The hamiltonian equations i believe are given by the partial derivatives let d mean partial derivative so x'=dH/dp and p'=-dH/dx

The Attempt at a Solution

well so far i have that x'=p and p'=2x^2 but at this point, I am confused over how to impose the initial values... This is my attempt. By separation of variables, dx/dt=p so (1/p)x=t+ c by integration and now i impose initial value of x(0)=1which gives me c=1/p so i get t=(1/p)x-(1/p) and for dp/dt i got t=(1/2x^3)p - (1/2x^3) . At this point I am very confused what to do next or if I am doing this right in the first place... How can i tell when the particle reaches infinity with two times??

You wrote H(p,x)=(1/2)x^2 -(1/2)x^4. Did you mean H(p,x) = (1/2)p^2 - (1/2)x^4?

 

[1670frank]

Yes thanks for that :)

 

[haruspex]

i have that x'=p and p'=2x^2

p' = 2x³?

but at this point, I am confused over how to impose the initial values... This is my attempt. By separation of variables, dx/dt=p so (1/p)x=t+ c

Doesn't look valid to me.

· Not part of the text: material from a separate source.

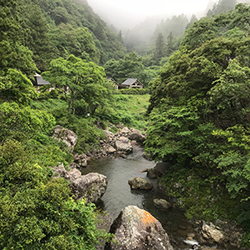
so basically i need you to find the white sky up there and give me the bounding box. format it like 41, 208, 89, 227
88, 0, 211, 16
87, 0, 214, 29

Try looking at x''.

 

[Ray Vickson]

Homework Statement

At what time does the particle reach infinity given that H(p,x)=(1/2)x^2 -(1/2)x^4. And initial values are x(0)=1 and p(0)=1

Homework Equations

The hamiltonian equations i believe are given by the partial derivatives let d mean partial derivative so x'=dH/dp and p'=-dH/dx

The Attempt at a Solution

well so far i have that x'=p and p'=2x^2 but at this point, I am confused over how to impose the initial values... This is my attempt. By separation of variables, dx/dt=p so (1/p)x=t+ c by integration and now i impose initial value of x(0)=1which gives me c=1/p so i get t=(1/p)x-(1/p) and for dp/dt i got t=(1/2x^3)p - (1/2x^3) . At this point I am very confused what to do next or if I am doing this right in the first place... How can i tell when the particle reaches infinity with two times??

If I were dong this question I would avoid the dynamical equations and use instead conservation of energy (i.e., constant H).

 

[1670frank]

Im just confused on how to use two initial conditions . Ray Vickson , what do you mean by the conservation of energy method?

 

[Ray Vickson]

Im just confused on how to use two initial conditions . Ray Vickson , what do you mean by the conservation of energy method?

Because of the form of the Hamiltonian, it is constant over time; that is, ${\cal{H}}(t) \equiv H(p(t),x(t))$ is constant. That means that for any t we have
p^2(t) - x^4(t) = p^2(0) - x^4(0) = 0. Since the mass is 1 (from the form of H) we have
p(t) = \frac{d x(t)}{dt},
so we get immediately a first-order DE for $x(t)$.